Postal service expects operating loss of about £350m in year to end of March, which could rise to £450m

Royal Mail said it may need to cut up to 10,000 roles by next August, blaming strike action by its workers and the continuing decline of its core business.

In an unscheduled trading update a day after Royal Mail workers staged a 24-hour strike over pay and conditions, its parent company International Distributions Services said thousands of roles would have to go at Royal Mail because of damage and disruption caused by industrial action, as well as declining parcel volumes.

Royal Mail said it expects to make an annual operating loss of about £350m in the year to the end of March 2023. It said that could rise to £450m if customers turn to rivals because of the disruptions to its delivery services.

The company said that it was looking at making redundant up to 6,000 full-time frontline jobs in delivery and processing by the end of August next year.

Overall, Royal Mail said it is seeking an overall reduction of 10,000 full-time equivalent (FTE) roles over the same period, and said more might have to go if new strike dates are announced. This includes cutting overtime, temporary staff roles and not filling roles when employees leave the business. In total, Royal Mail employs about 140,000 people.

“We will be starting the process of consulting on rightsizing the business in response to the impact of industrial action, delays in delivering agreed productivity improvements and lower parcel volumes,” the company said. “Wherever possible, we will look to achieve FTE rightsizing through reductions in overtime, temporary staff and natural attrition.”

It is the latest move in the bitter row between Royal Mail and the Communications Workers Union (CWU). The union accuses the company of planning structural changes, which would in effect transform employees in secure, well-paid jobs into a “casualised, financially precarious workforce overnight”. The company says it must modernise in order to run a more productive and competitive service.

Responding to the job cuts announcement, the CWU called for an urgent meeting with management and accused Royal Mail of holding postal workers to ransom and turning the company into a “gig economy-style parcel courier”.

“The CWU is calling for an urgent meeting with the board and will put forward an alternative business plan at that meeting,” said Dave Ward, the general secretary of the CWU. “This announcement is holding postal workers to ransom for taking legal industrial action against a business approach that is not in the interests of workers, customers or the future of Royal Mail. This is no way to build a company.”

Royal Mail said eight days of industrial action had taken place or been notified to the company by the CWU, with a further 16 days of potential strike action planned for November and December.
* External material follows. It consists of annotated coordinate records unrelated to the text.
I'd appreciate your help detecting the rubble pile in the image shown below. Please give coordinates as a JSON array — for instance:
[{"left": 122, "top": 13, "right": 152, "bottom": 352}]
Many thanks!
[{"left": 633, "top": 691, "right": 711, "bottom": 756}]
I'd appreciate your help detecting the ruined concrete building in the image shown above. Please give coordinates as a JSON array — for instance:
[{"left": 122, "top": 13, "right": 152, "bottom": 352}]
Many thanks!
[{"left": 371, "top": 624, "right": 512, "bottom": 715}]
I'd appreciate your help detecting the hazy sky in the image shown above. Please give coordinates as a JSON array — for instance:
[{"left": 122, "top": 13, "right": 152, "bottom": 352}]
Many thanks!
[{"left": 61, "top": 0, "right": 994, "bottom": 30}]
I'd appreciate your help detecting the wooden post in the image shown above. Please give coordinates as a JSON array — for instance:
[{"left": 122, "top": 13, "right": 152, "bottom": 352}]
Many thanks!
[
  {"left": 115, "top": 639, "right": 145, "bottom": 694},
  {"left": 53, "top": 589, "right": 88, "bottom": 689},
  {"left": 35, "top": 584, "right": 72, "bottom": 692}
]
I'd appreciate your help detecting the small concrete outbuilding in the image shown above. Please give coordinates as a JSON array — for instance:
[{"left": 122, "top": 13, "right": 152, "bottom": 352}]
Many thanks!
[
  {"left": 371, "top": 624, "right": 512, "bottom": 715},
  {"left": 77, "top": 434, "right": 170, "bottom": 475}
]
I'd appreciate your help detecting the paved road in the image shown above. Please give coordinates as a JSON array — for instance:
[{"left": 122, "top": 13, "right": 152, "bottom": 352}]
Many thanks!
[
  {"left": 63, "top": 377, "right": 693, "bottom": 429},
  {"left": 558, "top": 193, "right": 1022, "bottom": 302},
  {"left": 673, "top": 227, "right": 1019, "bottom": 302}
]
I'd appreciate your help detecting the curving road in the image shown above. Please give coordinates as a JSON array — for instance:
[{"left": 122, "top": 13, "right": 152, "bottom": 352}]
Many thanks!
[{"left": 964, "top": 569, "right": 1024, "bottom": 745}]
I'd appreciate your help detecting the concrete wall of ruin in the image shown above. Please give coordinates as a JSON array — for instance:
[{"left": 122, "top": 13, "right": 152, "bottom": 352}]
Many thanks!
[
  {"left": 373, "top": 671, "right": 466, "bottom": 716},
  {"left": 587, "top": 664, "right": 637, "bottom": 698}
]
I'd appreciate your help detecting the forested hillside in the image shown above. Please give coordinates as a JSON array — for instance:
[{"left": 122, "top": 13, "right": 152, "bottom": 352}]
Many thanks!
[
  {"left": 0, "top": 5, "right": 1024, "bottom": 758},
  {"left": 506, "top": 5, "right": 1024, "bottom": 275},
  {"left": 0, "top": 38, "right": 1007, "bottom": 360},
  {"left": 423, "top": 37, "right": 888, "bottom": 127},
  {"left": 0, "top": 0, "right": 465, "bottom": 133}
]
“If these take place, the loss for the full year would increase materially and may necessitate further operational restructuring and headcount reduction,” the company said. “We will also continue to push for talks with CWU at Acas, which need to be time bound as the damage from further strikes will only necessitate further changes in the business, beyond those already announced.”

Royal Mail, which said that it is unable to give a “clear outlook” for the full year because of the disruption to its business, added that the parlous state of its financial position means that it cannot afford to pay the historical redundancy package of up to two years’ pay to staff.

Shares in its parent company, IDS, plunged 10% on Friday, making it the biggest faller on the FTSE 250.

Royal Mail’s international parcels business, GLS, proved a bright spot and is on track to meet market expectations of making a profit of between €370m and €410m for the full year.

However, Royal Mail said the profits from that arm of its business should not be used to prop up its ailing UK operation.

“The board has always maintained that there should be no cross subsidy in the group and recognises the need to address improvements in Royal Mail’s performance quickly,” the company said. “In the event that significant change within Royal Mail is not achieved, all options remain open to protect the value and prospects of the group, including separation of the two companies.”